The point being that I demand some form of intimacy and care with my food and drinks. Sometimes the inefficiencies of slow cooking, small portions and human contact produce the best results. Craft breweries own this realm by injecting intimacy into the brewing and beer-drinking process – humanizing the experience in ways big breweries can’t.
Craft Breweries’ Values
Craft breweries were originally born from a hatred for low-quality, mechanized, generic beer. Ultimately, craft breweries were born from a belief that beer could be done better and that if you want good beer, you just have to do it yourself.
Craft breweries have mastered the blending of high-grade ingredients and old-school brewing methodologies in smaller-sized batches. In result, craft breweries have flourished selling what most people have always wanted: good beer. Craft brewing is a movement to bring beer back to what it was in the 1800’s when there were hundreds of small breweries providing crafted beer for local patrons. Unfortunately, since, the industry has gone through rapid consolidation and a trio of macro-breweries have dominated the drinking public commodifying beer in the same way fast-food has commidified hamburgers.
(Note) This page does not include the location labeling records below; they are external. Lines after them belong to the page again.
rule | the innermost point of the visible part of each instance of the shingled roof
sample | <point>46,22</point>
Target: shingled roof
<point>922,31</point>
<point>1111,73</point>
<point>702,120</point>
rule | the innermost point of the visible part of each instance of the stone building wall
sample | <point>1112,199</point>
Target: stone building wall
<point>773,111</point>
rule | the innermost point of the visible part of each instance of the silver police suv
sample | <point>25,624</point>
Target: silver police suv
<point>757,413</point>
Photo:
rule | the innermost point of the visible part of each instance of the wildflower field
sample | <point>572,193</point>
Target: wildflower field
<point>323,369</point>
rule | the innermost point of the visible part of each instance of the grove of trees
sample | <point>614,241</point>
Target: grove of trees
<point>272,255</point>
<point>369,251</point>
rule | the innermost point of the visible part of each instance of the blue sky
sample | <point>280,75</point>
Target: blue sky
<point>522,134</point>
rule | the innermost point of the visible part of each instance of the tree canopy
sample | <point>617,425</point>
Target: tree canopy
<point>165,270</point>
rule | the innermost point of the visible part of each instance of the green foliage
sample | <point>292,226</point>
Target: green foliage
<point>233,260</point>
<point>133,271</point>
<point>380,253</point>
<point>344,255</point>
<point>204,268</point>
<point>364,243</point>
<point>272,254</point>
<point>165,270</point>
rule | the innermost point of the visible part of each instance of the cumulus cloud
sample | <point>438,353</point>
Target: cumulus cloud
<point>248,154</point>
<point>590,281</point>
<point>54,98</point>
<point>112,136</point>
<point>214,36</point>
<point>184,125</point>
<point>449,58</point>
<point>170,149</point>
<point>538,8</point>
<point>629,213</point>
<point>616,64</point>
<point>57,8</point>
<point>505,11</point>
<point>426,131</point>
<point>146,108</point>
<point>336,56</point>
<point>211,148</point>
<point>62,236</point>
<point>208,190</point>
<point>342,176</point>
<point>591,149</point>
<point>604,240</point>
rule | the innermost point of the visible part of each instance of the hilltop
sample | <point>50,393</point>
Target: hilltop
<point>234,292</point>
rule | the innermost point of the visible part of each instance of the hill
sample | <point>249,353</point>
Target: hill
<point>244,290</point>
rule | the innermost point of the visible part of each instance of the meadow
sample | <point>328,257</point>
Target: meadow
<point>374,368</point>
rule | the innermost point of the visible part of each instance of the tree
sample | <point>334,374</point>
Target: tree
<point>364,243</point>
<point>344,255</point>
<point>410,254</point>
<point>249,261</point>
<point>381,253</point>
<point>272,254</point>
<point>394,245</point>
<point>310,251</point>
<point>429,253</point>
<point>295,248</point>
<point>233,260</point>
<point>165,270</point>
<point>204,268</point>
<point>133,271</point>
In contrast to large breweries, craft is not about production or efficiency, but about providing something expressive, unique, and engaging. The artist and businessperson have a similar primary goal to create something unique and meaninful that leaves a lasting impression on the world.
The craft business is a unique, artistic process that attempts to engage the consumer’s mind and senses in nontraditional yet productive ways. It is important to keep in mind that craft beer is more than just a business, it is an art. Expensive and rare ingredients are hand-crafted to form a unique experience for the customer, who is purchasing art in the form of beer.
Craft Breweries by the Numbers
The Brewers Association defines a craft brewer as small, independent, and traditional. Annual production of a craft brewer is less than 2 million barrels, although most are less than 15,000 barrels. Less than 25 percent of the craft brewery is owned or controlled by an alcoholic beverage industry member who is not a craft brewer. Most specialty breweries are privately owned by the founder and brew-master. The typical flagship of a specialty brewery is its traditional all malt consistency; at least 50 percent of its volume is either all malt beers or in beers that use adjuncts to enhance rather than lighten flavor. Instead of replacing barley malt with corn or rice, the adjuncts are ingredients such as fruit, spices, or wood chips.
Ultimately, the hallmark of a craft brewery is intimacy, innovation and passion. These small-sized breweries bring a humanizing touch to the brewing process – helping restore quality, individualism and broad ranging flavor in the industry. While macrobreweries provide the every-man’s beer, craft breweries provide ‘you’ beer. A craft brewer is today’s version of a blacksmith – personalizing a variety of flavors and styles. While some might consider craft breweries to be inefficient, the quality of beer and success in the U.S. cannot be ignored.